From: Tejun Heo <tj@kernel.org>
To: Hugh Dickins <hughd@google.com>
Cc: Shawn Bohrer <shawn.bohrer@gmail.com>,
Michal Hocko <mhocko@suse.cz>, Li Zefan <lizefan@huawei.com>,
cgroups@vger.kernel.org, linux-kernel@vger.kernel.org,
Johannes Weiner <hannes@cmpxchg.org>,
Markus Blank-Burian <burian@muenster.de>
Subject: [PATCH cgroup/for-3.13-fixes] cgroup: use a dedicated workqueue for cgroup destruction
Date: Fri, 22 Nov 2013 17:17:52 -0500 [thread overview]
Message-ID: <20131122221752.GC8981@mtj.dyndns.org> (raw)
In-Reply-To: <alpine.LNX.2.00.1311171746160.15789@eggly.anvils>
Hello, Hugh.
I applied the following patch to cgroup/for-3.13-fixes.

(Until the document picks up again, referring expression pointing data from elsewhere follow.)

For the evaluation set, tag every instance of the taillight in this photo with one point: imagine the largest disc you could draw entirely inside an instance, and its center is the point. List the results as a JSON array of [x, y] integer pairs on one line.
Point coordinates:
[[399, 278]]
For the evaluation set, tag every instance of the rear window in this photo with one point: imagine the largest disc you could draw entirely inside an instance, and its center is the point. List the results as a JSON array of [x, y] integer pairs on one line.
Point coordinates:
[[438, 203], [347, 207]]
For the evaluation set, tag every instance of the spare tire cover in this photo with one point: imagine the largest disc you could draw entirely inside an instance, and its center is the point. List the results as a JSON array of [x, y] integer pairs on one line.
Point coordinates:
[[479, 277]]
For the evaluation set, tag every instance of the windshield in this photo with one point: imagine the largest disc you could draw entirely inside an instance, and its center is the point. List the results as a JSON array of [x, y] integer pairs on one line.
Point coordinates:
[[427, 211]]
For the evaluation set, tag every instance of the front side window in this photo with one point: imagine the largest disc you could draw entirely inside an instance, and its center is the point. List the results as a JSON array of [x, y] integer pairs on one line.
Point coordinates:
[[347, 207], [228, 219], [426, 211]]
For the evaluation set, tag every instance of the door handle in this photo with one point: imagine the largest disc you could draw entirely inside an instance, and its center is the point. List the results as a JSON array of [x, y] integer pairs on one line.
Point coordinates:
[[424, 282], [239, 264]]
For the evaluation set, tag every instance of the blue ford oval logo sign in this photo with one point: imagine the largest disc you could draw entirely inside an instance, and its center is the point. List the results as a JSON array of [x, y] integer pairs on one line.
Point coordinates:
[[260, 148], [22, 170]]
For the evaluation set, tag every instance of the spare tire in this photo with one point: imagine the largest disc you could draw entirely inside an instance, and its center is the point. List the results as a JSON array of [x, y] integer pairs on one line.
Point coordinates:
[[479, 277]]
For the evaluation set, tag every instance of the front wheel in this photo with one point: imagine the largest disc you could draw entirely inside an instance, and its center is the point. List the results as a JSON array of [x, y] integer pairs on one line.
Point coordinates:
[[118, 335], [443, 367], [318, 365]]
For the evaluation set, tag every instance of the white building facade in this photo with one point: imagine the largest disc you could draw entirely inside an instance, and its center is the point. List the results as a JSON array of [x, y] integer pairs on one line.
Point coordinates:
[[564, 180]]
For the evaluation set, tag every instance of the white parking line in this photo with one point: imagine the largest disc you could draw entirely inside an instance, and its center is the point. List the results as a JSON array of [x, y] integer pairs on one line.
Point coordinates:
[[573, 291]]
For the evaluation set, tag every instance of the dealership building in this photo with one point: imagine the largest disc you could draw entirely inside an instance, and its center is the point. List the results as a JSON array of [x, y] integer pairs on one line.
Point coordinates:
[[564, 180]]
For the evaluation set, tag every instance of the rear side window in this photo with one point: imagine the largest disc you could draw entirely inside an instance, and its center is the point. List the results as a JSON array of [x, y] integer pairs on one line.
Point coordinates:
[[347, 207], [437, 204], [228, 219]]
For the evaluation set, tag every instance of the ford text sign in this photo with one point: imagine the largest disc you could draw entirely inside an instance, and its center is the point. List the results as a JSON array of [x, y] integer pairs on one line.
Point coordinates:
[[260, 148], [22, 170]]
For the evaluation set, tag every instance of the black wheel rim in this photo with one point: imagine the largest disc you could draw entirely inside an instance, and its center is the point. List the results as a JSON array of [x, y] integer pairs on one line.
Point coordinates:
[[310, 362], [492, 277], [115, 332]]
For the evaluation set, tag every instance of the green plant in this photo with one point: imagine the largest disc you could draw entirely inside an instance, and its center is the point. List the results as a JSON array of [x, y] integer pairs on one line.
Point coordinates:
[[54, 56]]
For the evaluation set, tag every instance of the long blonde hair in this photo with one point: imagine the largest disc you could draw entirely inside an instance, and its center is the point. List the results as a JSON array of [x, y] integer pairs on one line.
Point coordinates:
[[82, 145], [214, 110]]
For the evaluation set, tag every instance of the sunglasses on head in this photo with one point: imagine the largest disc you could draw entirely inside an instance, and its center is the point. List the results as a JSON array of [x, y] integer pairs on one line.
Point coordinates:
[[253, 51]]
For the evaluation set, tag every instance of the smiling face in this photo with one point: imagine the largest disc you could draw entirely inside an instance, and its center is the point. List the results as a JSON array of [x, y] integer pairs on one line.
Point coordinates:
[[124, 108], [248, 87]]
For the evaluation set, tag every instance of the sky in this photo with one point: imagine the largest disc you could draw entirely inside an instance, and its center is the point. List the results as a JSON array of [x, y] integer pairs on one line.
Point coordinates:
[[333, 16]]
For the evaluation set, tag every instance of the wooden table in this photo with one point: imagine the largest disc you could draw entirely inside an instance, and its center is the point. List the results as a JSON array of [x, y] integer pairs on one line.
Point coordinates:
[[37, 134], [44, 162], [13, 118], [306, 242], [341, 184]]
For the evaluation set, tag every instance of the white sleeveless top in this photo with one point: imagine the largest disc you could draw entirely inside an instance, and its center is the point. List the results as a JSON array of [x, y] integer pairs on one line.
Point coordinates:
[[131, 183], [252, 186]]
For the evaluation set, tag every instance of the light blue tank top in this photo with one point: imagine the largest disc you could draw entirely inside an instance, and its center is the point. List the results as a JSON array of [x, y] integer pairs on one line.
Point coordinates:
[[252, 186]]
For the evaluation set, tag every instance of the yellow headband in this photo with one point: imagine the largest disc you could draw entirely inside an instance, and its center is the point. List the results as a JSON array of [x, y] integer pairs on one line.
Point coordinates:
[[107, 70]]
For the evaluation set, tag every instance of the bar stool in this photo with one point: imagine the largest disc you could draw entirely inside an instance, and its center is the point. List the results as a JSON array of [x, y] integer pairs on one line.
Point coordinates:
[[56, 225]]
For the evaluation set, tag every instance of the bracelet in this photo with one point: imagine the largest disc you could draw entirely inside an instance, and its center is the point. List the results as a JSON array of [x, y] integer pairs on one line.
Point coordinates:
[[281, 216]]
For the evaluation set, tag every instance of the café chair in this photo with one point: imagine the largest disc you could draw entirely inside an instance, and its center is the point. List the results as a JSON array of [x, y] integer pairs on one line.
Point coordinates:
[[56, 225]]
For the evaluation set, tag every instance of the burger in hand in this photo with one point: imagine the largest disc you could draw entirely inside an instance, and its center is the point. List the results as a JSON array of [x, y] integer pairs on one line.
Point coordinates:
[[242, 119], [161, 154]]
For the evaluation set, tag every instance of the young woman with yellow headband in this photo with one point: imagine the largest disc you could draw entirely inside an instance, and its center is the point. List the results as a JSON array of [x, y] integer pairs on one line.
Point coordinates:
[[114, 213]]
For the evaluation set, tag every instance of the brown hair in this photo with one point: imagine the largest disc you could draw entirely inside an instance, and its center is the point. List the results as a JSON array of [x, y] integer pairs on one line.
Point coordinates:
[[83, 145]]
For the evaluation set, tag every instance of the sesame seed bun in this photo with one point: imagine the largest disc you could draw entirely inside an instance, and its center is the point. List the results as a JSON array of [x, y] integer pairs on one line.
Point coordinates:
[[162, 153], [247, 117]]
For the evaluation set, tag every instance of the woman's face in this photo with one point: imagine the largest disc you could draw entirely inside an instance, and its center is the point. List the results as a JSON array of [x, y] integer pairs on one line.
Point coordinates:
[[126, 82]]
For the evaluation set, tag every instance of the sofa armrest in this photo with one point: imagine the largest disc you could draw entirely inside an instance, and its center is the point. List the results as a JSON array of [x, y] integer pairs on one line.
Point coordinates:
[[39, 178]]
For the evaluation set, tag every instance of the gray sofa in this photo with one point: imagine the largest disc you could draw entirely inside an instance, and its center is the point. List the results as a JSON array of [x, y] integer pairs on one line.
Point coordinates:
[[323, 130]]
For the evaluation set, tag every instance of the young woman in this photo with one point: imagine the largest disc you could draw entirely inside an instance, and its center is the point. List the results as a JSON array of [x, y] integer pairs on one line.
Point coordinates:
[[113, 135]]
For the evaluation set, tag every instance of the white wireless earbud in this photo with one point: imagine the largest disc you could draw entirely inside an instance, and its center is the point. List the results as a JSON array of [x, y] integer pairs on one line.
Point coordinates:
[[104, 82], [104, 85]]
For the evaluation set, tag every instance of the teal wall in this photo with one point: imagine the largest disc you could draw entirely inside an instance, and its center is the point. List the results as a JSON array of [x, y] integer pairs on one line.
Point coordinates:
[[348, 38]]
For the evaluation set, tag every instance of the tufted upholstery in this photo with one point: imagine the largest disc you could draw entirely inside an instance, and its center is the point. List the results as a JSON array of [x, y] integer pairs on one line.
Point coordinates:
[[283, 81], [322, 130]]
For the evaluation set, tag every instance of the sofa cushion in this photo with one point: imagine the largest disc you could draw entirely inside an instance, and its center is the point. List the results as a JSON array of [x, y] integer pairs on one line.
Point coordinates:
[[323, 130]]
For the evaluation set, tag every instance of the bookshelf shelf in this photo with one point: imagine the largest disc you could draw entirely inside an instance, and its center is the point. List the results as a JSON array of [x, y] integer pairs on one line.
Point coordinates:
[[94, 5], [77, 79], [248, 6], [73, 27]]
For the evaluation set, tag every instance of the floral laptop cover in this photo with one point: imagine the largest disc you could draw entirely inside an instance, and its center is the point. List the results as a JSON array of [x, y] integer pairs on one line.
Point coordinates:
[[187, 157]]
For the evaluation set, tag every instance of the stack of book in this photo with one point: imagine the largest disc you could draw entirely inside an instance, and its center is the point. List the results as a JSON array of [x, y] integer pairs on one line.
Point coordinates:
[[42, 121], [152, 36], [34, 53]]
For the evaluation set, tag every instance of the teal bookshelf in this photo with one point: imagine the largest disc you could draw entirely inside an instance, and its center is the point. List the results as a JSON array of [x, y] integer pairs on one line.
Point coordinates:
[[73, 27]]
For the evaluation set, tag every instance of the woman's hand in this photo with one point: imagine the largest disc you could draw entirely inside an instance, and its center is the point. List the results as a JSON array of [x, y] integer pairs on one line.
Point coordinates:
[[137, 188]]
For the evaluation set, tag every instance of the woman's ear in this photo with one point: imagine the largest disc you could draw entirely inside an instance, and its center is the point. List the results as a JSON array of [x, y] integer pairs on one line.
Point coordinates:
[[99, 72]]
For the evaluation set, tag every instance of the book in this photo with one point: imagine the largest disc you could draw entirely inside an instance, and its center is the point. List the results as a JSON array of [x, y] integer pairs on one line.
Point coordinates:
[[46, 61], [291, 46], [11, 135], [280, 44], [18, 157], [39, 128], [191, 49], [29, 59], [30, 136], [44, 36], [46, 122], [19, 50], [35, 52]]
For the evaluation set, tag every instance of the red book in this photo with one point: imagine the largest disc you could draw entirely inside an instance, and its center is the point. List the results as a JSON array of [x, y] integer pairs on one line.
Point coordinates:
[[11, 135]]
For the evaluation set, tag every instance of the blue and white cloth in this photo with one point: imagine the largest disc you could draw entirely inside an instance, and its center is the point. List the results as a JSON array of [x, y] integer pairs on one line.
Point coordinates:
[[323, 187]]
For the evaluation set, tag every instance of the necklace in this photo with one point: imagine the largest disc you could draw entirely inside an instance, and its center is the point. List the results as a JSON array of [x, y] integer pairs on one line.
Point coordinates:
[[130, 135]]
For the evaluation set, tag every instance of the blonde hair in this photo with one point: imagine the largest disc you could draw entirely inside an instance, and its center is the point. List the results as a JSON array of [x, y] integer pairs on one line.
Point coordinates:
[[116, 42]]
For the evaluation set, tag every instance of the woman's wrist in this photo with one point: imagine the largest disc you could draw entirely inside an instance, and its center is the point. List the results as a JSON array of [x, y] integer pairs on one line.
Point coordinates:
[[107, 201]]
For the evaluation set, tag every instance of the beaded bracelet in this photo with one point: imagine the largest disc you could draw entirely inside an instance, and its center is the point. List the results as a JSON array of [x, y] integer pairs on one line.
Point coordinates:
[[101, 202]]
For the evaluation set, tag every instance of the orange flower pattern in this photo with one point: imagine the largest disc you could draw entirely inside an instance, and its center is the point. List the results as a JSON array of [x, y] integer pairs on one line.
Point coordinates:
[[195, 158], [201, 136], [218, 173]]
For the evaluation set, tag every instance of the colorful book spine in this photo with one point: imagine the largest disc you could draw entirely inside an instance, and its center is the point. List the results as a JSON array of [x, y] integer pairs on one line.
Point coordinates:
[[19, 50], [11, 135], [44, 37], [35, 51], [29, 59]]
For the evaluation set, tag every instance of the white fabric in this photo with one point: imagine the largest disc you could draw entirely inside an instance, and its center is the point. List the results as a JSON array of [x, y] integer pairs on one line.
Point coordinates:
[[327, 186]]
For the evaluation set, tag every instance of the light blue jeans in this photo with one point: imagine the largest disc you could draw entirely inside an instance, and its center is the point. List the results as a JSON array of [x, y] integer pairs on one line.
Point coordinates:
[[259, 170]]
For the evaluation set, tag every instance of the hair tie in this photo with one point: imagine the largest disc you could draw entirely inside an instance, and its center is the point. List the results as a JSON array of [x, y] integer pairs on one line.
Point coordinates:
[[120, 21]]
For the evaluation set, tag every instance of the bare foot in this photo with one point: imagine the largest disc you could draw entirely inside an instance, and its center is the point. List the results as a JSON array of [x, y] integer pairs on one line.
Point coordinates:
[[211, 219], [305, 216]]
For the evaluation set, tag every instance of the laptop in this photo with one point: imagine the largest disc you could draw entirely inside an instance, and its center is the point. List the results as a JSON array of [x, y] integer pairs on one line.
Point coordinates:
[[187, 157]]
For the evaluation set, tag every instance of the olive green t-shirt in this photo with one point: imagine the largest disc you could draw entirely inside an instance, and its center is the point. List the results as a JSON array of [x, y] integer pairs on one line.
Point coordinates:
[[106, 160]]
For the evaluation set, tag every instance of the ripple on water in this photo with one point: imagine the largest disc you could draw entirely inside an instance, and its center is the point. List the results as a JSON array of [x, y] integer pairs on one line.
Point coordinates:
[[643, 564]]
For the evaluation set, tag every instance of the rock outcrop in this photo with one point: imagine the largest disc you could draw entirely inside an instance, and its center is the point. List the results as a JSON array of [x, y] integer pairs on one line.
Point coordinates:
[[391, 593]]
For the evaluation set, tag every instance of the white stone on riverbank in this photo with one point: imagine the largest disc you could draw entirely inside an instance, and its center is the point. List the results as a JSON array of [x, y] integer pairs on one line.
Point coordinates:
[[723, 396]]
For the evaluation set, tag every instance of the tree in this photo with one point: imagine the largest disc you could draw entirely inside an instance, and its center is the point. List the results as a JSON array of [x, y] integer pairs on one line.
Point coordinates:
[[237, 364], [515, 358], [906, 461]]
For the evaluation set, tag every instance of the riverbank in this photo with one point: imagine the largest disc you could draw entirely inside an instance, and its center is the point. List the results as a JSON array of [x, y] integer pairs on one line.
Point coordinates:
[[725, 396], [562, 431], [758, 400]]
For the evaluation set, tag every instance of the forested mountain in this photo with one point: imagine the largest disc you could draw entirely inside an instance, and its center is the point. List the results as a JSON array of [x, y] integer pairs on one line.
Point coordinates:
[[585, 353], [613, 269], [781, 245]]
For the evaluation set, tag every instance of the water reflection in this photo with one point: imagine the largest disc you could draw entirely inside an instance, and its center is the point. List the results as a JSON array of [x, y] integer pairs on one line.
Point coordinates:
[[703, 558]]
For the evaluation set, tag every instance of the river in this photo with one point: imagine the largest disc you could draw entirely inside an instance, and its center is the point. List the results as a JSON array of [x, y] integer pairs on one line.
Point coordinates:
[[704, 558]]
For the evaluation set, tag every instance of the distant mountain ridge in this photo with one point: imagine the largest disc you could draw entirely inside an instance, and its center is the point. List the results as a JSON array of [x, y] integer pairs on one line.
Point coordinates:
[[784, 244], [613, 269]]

For longer
term, I think it'd be better to pull workqueue init before cgroup one
but this one should be easier to backport for now.
Thanks!
----- >8 -----
>From e5fca243abae1445afbfceebda5f08462ef869d3 Mon Sep 17 00:00:00 2001
From: Tejun Heo <tj@kernel.org>
Date: Fri, 22 Nov 2013 17:14:39 -0500
Since be44562613851 ("cgroup: remove synchronize_rcu() from
cgroup_diput()"), cgroup destruction path makes use of workqueue. css
freeing is performed from a work item from that point on and a later
commit, ea15f8ccdb430 ("cgroup: split cgroup destruction into two
steps"), moves css offlining to workqueue too.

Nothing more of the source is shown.